Meine sehr verehrten Damen und Herren, Sie kennen mich eigentlich als sachlichen Redner. Von daher möchte ich auf die Fakten zu sprechen kommen.

Im Nachgang zu dem historischen Urteil des Bundesverfassungsgerichts vom 27. Februar 2008, in dem erstmals ein sogenanntes Computergrundrecht definiert wurde, werden die wesentlichen Aussagen und vermeintlichen Folgen deutschlandweit diskutiert, so auch schon im Innenausschuss des Landtags. Ich möchte in meinem Beitrag für die FDP-Landtagsfraktion zunächst kurz auf die sicherheitspolitische Ausgangslage in Deutschland zum Zeitpunkt des Gesetzgebungsverfahrens eingehen.

Seit 2000 hat es mehr als ein halbes Dutzend vereitelter oder fehlgeschlagener Anschläge auf Ziele in Deutschland bzw. unter Beteiligung in Deutschland lebender islamistischer Extremisten gegeben. Das Bild der Kofferbomber auf dem Kölner Hauptbahnhof hat sich in die Köpfe der Menschen eingebrannt. Beinahe wie immer, quasi reflexartig, haben Politiker und Politikerinnen bundesweit in einer Art Wettbewerb um schärfere Sicherheitsgesetze zulasten von Bürger- und Freiheitsrechten agiert.

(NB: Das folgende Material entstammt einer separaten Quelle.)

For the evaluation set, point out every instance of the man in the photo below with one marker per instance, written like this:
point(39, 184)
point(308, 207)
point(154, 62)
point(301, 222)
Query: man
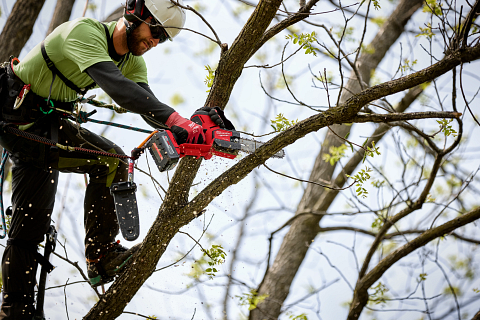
point(72, 57)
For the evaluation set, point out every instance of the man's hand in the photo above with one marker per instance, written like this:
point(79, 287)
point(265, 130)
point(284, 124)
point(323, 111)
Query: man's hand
point(185, 131)
point(218, 117)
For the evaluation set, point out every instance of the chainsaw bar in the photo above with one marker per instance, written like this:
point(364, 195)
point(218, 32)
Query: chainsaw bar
point(250, 146)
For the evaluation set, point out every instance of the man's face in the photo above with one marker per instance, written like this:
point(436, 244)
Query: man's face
point(141, 40)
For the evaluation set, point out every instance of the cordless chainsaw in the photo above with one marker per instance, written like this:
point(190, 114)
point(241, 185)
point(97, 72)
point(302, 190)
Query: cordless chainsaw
point(166, 153)
point(220, 142)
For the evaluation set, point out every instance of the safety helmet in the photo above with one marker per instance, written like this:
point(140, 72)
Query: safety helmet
point(165, 12)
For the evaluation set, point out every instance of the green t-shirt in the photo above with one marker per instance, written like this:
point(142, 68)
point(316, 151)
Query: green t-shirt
point(73, 47)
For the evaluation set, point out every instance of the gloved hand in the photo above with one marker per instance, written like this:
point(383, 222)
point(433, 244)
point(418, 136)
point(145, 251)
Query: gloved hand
point(185, 131)
point(218, 117)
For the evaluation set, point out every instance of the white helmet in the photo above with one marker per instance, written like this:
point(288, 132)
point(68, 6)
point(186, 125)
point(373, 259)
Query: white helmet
point(170, 16)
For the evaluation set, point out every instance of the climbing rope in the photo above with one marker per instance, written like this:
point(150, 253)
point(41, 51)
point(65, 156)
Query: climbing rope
point(3, 227)
point(52, 143)
point(80, 117)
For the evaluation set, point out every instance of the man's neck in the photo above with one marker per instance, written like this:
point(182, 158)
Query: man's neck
point(120, 38)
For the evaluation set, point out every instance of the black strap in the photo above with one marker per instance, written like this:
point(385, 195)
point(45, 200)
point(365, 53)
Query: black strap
point(11, 297)
point(32, 247)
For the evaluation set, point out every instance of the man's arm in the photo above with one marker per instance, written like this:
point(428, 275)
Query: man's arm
point(150, 120)
point(128, 94)
point(139, 99)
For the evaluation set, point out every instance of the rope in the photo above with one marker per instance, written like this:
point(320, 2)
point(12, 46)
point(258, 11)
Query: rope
point(101, 104)
point(113, 124)
point(52, 143)
point(3, 227)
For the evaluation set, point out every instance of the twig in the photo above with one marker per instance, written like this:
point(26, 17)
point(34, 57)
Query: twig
point(308, 181)
point(65, 294)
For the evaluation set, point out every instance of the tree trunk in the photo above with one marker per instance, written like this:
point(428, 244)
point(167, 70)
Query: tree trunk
point(62, 13)
point(278, 279)
point(19, 27)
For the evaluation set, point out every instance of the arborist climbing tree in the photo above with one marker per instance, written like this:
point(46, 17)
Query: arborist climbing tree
point(37, 97)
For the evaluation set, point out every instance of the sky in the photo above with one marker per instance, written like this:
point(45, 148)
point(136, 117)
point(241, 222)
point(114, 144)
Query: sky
point(178, 69)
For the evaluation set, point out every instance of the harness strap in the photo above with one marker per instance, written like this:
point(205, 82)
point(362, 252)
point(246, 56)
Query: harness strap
point(11, 297)
point(32, 247)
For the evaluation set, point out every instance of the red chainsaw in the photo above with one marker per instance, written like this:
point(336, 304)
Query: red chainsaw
point(220, 142)
point(166, 153)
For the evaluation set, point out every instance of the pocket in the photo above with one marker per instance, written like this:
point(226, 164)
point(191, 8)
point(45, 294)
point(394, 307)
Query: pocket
point(24, 150)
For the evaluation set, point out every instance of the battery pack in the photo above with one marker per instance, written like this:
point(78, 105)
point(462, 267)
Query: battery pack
point(162, 147)
point(126, 209)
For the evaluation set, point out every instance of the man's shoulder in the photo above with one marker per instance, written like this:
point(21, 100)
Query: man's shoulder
point(81, 27)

Dem haben wir als FDP von vornherein entgegengestanden. Anlass- und verdachtslose flächendeckende Überwachungsmaßnahmen wie Mautdatenerfassung, Vorratsdatenspeicherung und Videoscreening haben wir eine Absage erteilt. Auch im Bereich der Videoüberwachung haben wir die Bürgerrechte hochgehalten und eine Ausweitung verhindert.